En primer lugar vamos a limpiar el solomillo de los excesos de grasa o de las imperfecciones. Seguidamente abrimos el solomillo como un libro. Si es la primera vez que lo hacéis es conveniente que veáis algún tutorial o también podéis pedir en vuestra carnicería de confianza que os lo abran. Una vez abierto vamos a cubrimos con el tocino ahumado. Por otro lado, cogemos las ciruelas, previamente hidratadas con el coñac durante media hora, los dátiles, los orejones, y una manzana y lo vamos a picar con la ayuda de una batidora. A mi me gusta que queden trocitos.

Con la farsa vamos a poner parte de esta en un extremo a lo largo del solomillo y una vez esté listo lo vamos a ir plegando con ciudado sin que se nos desmonte el relleno. Una vez bien cerrado vamos a bridar con la ayuda de un hilo. Aquí os digo lo mismo, si nunca habéis bridado una carne, no os preocupéis, es muy fácil. Los tutoriales son mágicos. Aquí os dejo un ejemplo.

Una vez esté listo, lo vamos a marcar en una cazuela con un buen chorro de AOVE. Lo marcamos por ambos lados y cuando esté bien dorado lo retiramos. Cortamos las cebollas en brunoise y la pochamos en el mismo lugar donde hemos marcado el solomillo. Cuando veamos que la cebolla está tierna y le añadimos un par de cucharadas de harina y removemos. Añadimos el coñac y veréis como se desglasa. Así conseguiremos disolver los jugos caramelizados de la carne del fondo de la cazuela.

Cuando se evapore el alcohol, vamos a añadir medio litro de caldo de carne y el resto de la farsa que teníamos reservada.  Veréis cómo el caldo adquiere un color muy interesante. Incorporamos de nuevo el solomillo y dejamos que hierva a fuego medio durante unos 20 minutos. A los 10 minutos le damos la vuelta para que termine de cocerse bien.

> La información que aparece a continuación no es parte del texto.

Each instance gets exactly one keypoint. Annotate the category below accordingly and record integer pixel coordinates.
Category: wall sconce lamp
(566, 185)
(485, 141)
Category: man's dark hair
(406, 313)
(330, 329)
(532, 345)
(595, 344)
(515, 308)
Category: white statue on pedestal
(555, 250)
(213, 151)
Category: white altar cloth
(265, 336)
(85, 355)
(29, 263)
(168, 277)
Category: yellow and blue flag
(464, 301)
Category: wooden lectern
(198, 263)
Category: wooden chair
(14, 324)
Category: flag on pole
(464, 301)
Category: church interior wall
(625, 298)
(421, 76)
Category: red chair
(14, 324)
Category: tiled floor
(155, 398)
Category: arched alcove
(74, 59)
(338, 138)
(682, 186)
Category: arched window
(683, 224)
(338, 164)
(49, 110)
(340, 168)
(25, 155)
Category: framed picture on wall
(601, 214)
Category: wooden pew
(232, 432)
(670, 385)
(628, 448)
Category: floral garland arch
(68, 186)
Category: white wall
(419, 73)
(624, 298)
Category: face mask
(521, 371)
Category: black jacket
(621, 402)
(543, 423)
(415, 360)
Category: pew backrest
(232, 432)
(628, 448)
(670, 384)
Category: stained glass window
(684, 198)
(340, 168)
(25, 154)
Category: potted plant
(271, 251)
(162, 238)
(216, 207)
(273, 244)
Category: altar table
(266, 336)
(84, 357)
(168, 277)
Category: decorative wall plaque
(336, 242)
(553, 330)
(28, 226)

Sacaremos de nuevo el solomillo para poder colar el caldo y lo envolvemos con papel de aluminio para que guarde todos sus jugos en su interior mientras se atempera. Escurrimos bien y reservamos este caldo para verterlo por encima de la carne a la hora del emplatado. Y como nos gusta aprovecharlo todo, con lo que hemos colado lo vamos a triturar para preparar una crema que utilizaremos para la base del plato.

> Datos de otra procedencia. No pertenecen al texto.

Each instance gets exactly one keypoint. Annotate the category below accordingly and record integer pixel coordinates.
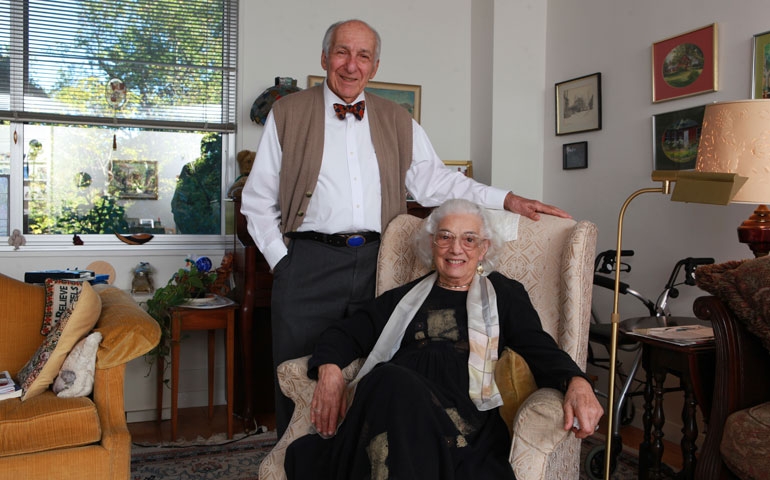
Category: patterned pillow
(41, 370)
(60, 295)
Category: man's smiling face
(351, 61)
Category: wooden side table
(211, 319)
(694, 365)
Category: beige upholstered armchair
(553, 258)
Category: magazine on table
(680, 335)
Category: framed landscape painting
(579, 104)
(408, 96)
(760, 84)
(675, 138)
(685, 64)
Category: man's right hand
(329, 400)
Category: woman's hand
(531, 208)
(580, 403)
(329, 401)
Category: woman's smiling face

Una vez se haya temperado cortaremos el hilo y ya lo podemos cortar en porciones de unos dos o tres centímetros de grosor. En la base del plato pondremos parte de la crema y encima dejaremos reposar la porción de solomillo relleno y terminaremos el emplatado con el jugo de la carne que hemos colado anteriormente. 

Si no os lo vais a comer el mismo día no os preocupéis. Lo guardamos en el frigorífico y cuando lo vayamos a utilizar tan solo tendremos que calentar en el horno sin quitarle el papel de aluminio y así evitar que se reseque.

El resultado es increíble y seguro que vais a dejar a la familia impresionada.

Os deseo unas felices fiestas. Feliz Navidad.